Whether you’ve had credit for six months or 20 years can make a big difference in your credit score.
A long track record without any major slip-ups suggests that your credit behavior will be similar in the future — and lenders and credit card issuers like that.
VantageScore combines two factors — how long you’ve been using credit and what types of credit you have — into a single factor and considers it “highly influential.” FICO scores break it out a little differently, with the length of your credit history accounting for 15% of the score and the mix of accounts making up 10%.
Length of credit history vs. credit age
The “length of credit history” means how long any given account has been reported open, says Rod Griffin, director of public education for Experian, one of the three major credit bureaus.
“Generally, the longer an account has been open and active, the better it is for the credit score,” Griffin says. “That’s particularly true for an account with a positive payment history that has no delinquency.”
The credit scoring algorithms calculate the average of how long all your accounts have been open. That average age of accounts is your “credit age.”

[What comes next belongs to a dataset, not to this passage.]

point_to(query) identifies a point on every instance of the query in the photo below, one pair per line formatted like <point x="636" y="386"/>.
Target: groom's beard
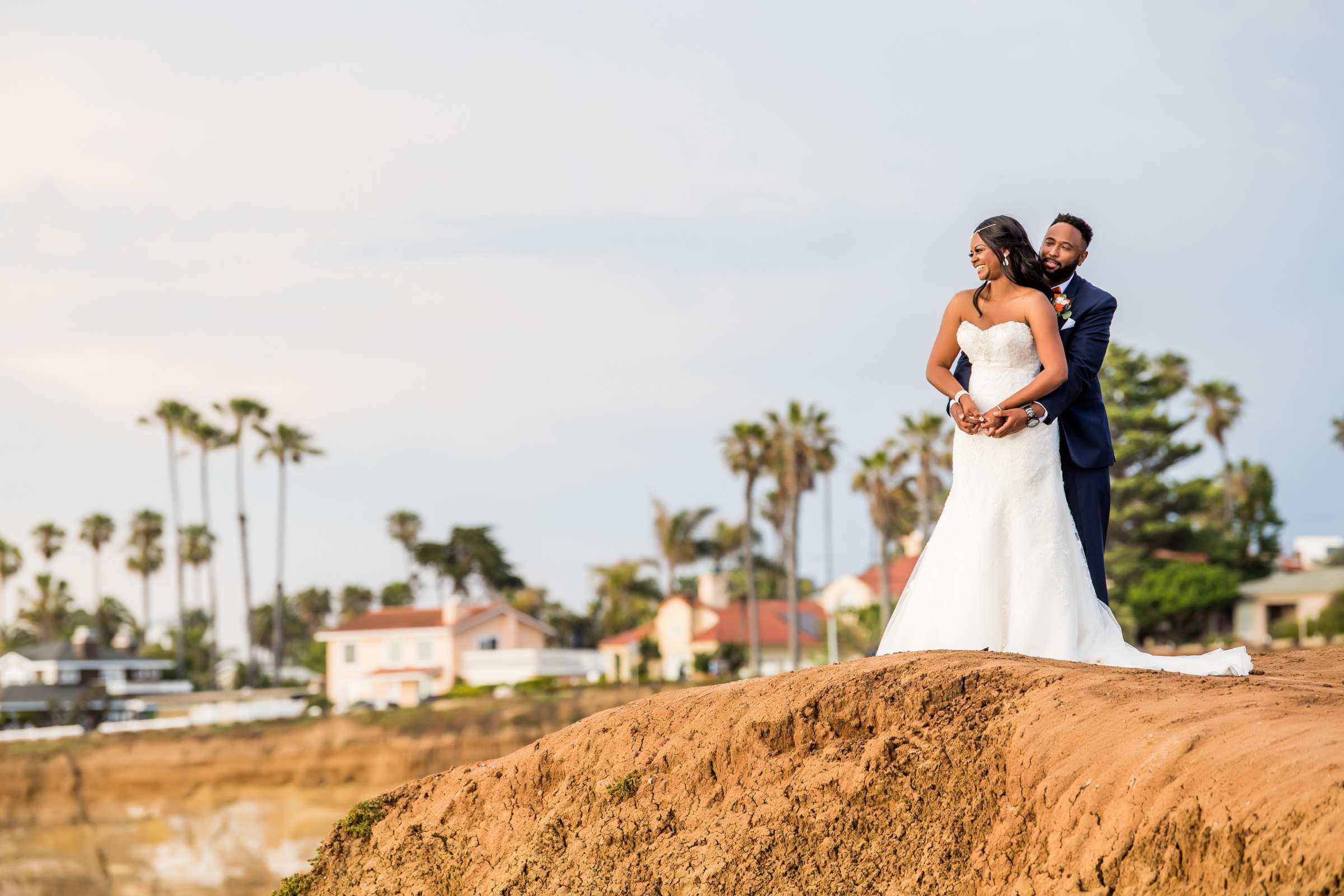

It’s all but impossible to get a score higher than 800 if you’re young, because your credit age likely will be less than that of a person who has had credit for years.
» MORE: Check your average age of accounts by getting a free credit report
Credit age matters, but less than other factors
While credit age matters for credit scoring purposes, you can’t do a lot about it other than keeping your accounts in good standing.
Being an authorized user on an old, established account in which the primary cardholder has excellent credit may help your score a little, but the passage of time during which you build or maintain good credit helps the most.
Keep the length of credit history in perspective: It’s only one element influencing your credit score, and not the most important one at that.
The biggest effects on your credit score come from:
- Payment history — making sure that you pay on time, every time.
- Credit utilization — making sure that you use no more than 30% of your available credit.
If you use credit regularly and lightly, and pay your bills on time every month, you’re doing the two essential things to have a good score. Sit tight and the average age of accounts will take care of itself.